Pioneer in precision prevention explains the shift to precision medicine in primary care, and the work of Sanford Imagenetics in creating precision medicine modules for physicians
“The concept of ‘precision prevention’ is to prevent or ameliorate disease, rather than be reactionary to its presence,” says Cornelius (Neal) F. Boerkoel, MD, PhD, a physician-scientist who has spent most of his career focused on identifying and treating genetic diseases.
In primary care, the opportunity exists for physicians to use data from a patient’s genotype to inform decision making, such as what drug to prescribe or disease predisposition to watch closely, says Boerkoel, Clinical Associate Professor at the University of British Columbia.
However, adoption of this technology in primary care settings is not widespread, he says, for a number of reasons.
Current Challenges of Precision Medicine in Primary Care
The first problem is that PCPs are generally not clamoring to learn how preventive precision medicine can enhance their practices.
“The issue here is we’re asking PCPs to be hungry for something that they don’t understand and haven’t experienced,” Boerkoel says. And psychologically speaking, people aren’t apt to want a tool for which they have no dependence, Boerkoel explains. “So before I have pharmacogenomics available to me, I have no dependence on its guidance as to what drug to prescribe to my patient. I don’t even know I need it or miss it,” he says.
As the Executive Director for Sanford Imagenetics Research Center on Genomic & Molecular Medicine and Executive Clinical Director of Sanford Genetics Laboratories, Cornelius (Neal) F. Boerkoel, MD, PhD, pioneered an approach to precision prevention.
To overcome disinterest, the precision medicine community must engage clinicians to understand how genetic insight can help them treat their patients more effectively. At Sanford Imagenetics, Boerkoel and colleagues began this process by creating free online modules that physicians could use to learn about precision medicine and test their knowledge.
The next step, Boerkoel says, was to “engage them in the process and make it work within their workflow.”
In other words, physicians don’t want to be slowed down or deal with more stress. “So you have to come up with [implementation strategies] within the culture of the organization, and come up with a way to deliver this that doesn’t disrupt everyday life.”
Embedding the Genome into the EMR
A fundamental piece to understand is that a person’s genome needs be sequenced only once, and that information remains as fixed throughout a person’s life as his or her blood type.
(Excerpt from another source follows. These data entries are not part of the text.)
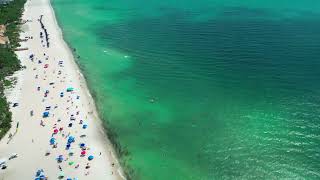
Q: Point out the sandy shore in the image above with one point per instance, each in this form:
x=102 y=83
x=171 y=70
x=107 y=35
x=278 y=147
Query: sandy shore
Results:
x=31 y=140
In the meantime, as scientific knowledge around genetic markers and mutations builds, clinical guidelines and recommendations around what to do with the information will evolve.
For that reason, a person’s genetic information should not be merely filed as a PDF into a patient’s medical record, but inserted into the EMR in such a way that makes it functional. “What we did at Sanford is inject into the medical record the discrete genotype or variant that one identified in the patient,” Boerkoel says. “That genotype then acts as a logical decision point.”
If a person has a pharmacogenetics variant that alters metabolism of certain drugs, that status is invariant for his or her lifetime. “It doesn’t matter how the FDA or other clinical guidelines change. You still have that logical trigger in the chart, which will always be aligned with current recommendations,” he says.
For instance, the American College of Medical Genetics and Genomics has recommendations today for 59 genes associated with roughly 20 disorders. As that list grows and recommendations evolve, the best practice alerts and guidelines can be readily updated, Boerkoel says. “The clinician never needs to understand the nuances of the genotype. They just need to understand that it’s a predisposition for a problem, and what to do about it is there in the alert or guideline.”
As a result, primary care physicians need not transfer patients to a specialty clinic for care using precision prevention, Boerkoel says. “That’s an important takeaway—that one need not set up a special clinic for precision medicine. This can be done within the community of the patient,” he says.